Speaker
Description
Deep Neural Networks are increasingly deployed at safety-critical operations. In order to enable this technology for harsh environments that contain high levels of radiation, fault analysis and mitigation is required. In this study, we present a model-based fault injection campaign to analyze the impact of multiple Single-Event Upsets (SEUs) in Deep Neural Networks (DNNs). Furthermore, we propose a Fault-aware Training (FAT) methodology to increase the reliability of DNNs without any modification to the hardware. Experimental results show that the FAT methodology improves the fault tolerance up to a factor of 20.
Summary (500 words)
Over the past decade, DNNs have made remarkable advancements in terms of performance. However, their reliability remains a concern for safety-critical operations, especially when deployed in environments that contain high levels of radiation. In these harsh environments, DNNs are susceptible to SEUs, which can lead to bit flips causing numerical errors or even a system crash.

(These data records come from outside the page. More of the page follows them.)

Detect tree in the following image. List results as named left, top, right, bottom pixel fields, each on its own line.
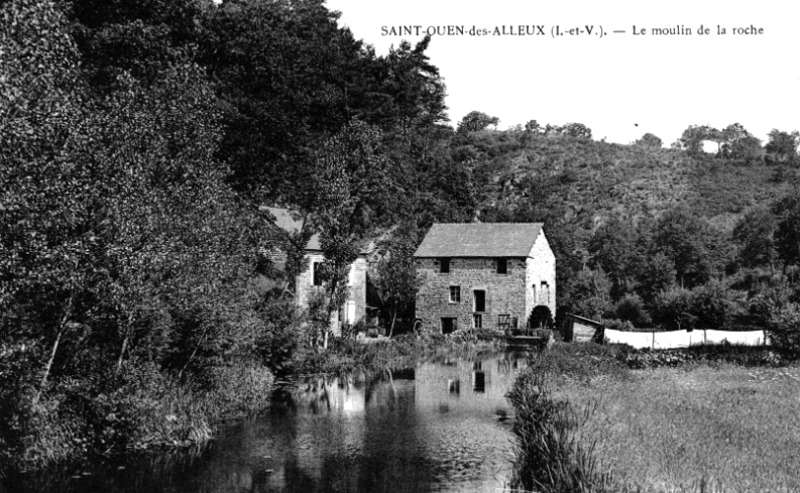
left=773, top=194, right=800, bottom=268
left=1, top=0, right=92, bottom=404
left=613, top=294, right=651, bottom=327
left=457, top=111, right=499, bottom=133
left=197, top=0, right=377, bottom=201
left=766, top=303, right=800, bottom=353
left=311, top=120, right=392, bottom=346
left=635, top=133, right=662, bottom=148
left=652, top=287, right=696, bottom=331
left=732, top=206, right=779, bottom=270
left=561, top=122, right=592, bottom=139
left=765, top=129, right=800, bottom=164
left=690, top=280, right=744, bottom=329
left=588, top=216, right=638, bottom=297
left=524, top=119, right=543, bottom=134
left=370, top=231, right=421, bottom=336
left=680, top=124, right=716, bottom=155
left=69, top=0, right=206, bottom=93
left=370, top=36, right=449, bottom=128
left=719, top=123, right=762, bottom=162
left=636, top=252, right=677, bottom=301
left=652, top=208, right=721, bottom=288
left=568, top=268, right=613, bottom=321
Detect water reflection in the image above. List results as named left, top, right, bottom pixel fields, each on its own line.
left=2, top=351, right=532, bottom=493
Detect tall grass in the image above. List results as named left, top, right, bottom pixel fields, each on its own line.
left=506, top=343, right=800, bottom=492
left=506, top=356, right=615, bottom=493
left=561, top=364, right=800, bottom=493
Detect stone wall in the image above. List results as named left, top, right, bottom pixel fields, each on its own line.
left=296, top=253, right=367, bottom=336
left=415, top=257, right=527, bottom=333
left=525, top=231, right=557, bottom=322
left=347, top=257, right=368, bottom=325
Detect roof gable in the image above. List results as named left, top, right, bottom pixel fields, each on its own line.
left=262, top=206, right=321, bottom=250
left=414, top=223, right=544, bottom=258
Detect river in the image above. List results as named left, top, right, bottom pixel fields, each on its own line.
left=2, top=351, right=531, bottom=493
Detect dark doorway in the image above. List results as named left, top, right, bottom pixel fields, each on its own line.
left=473, top=290, right=486, bottom=312
left=473, top=371, right=486, bottom=393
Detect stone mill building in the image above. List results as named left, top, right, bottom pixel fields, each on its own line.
left=413, top=223, right=556, bottom=334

One approach to mitigate SEUs is Radiation Hardening by Design (RHBD). However, as this implies adding redundancy to the hardware, it comes with significant overhead in terms of energy consumption, surface area and latency. Moreover, for challenging environments with a high SEU rate, this approach alone would be highly inefficient. DNNs are inherently redundant, such that an upset may not necessarily lead to a different outcome. Therefore, in this work it is investigated to which extent the necessary overhead in hardware can be reduced by leveraging the DNN’s inherent tolerance to faults. In contrast to existing literature, our work focusses on multiple SEUs per inference, targeting the most challenging environments such as particle accelerators and deep-space missions.
This paper makes two key contributions. Firstly, it offers a comprehensive analysis of the fault tolerance of various parts within the DNN. Secondly, it introduces a FAT methodology to increase the fault tolerance of these DNNs.
To achieve these objectives, we designed a model-based and hardware-agnostic fault injection tool, built around the PyTorch framework. A fault injection campaign was conducted on two quantized DNNs including a shallow convolutional neural network (denoted as CCDF) trained on MNIST and a MobileNetV2 model trained on the CIFAR10 dataset. To facilitate our analysis, we separated the quantized DNN-layers into five different modules, including the input, weight and output, which are 8-bit integers and the bias and accumulator, which are 32-bit integers. Notably, we observed a clear correlation between accuracy and the number of injected faults during the model inference. While allowing a reduction of maximum one percent compared to the fault-free accuracy, the CCDF model can tolerate 25 faults, while the MobileNetV2 model can tolerate 50 faults. We also observed that the bias and accumulator are significantly more sensitive than the other parts of the model, which was concluded to be related to the higher dynamic range.
In our second contribution, we proposed a FAT mitigation technique, where we utilize our fault-injection tool to inject bit-faults during the training phase of the DNNs. After repeating the same analysis, we observed that the CCDF model, trained using FAT, can withstand up to five times more faults than the original model, while allowing an accuracy drop of one percent compared to the fault-free model. The FAT MobileNetV2 model, on the other hand, can withstand up to 20 times more faults, using the same configuration.
These findings indicate that DNNs can be designed to tolerate a significant number of faults.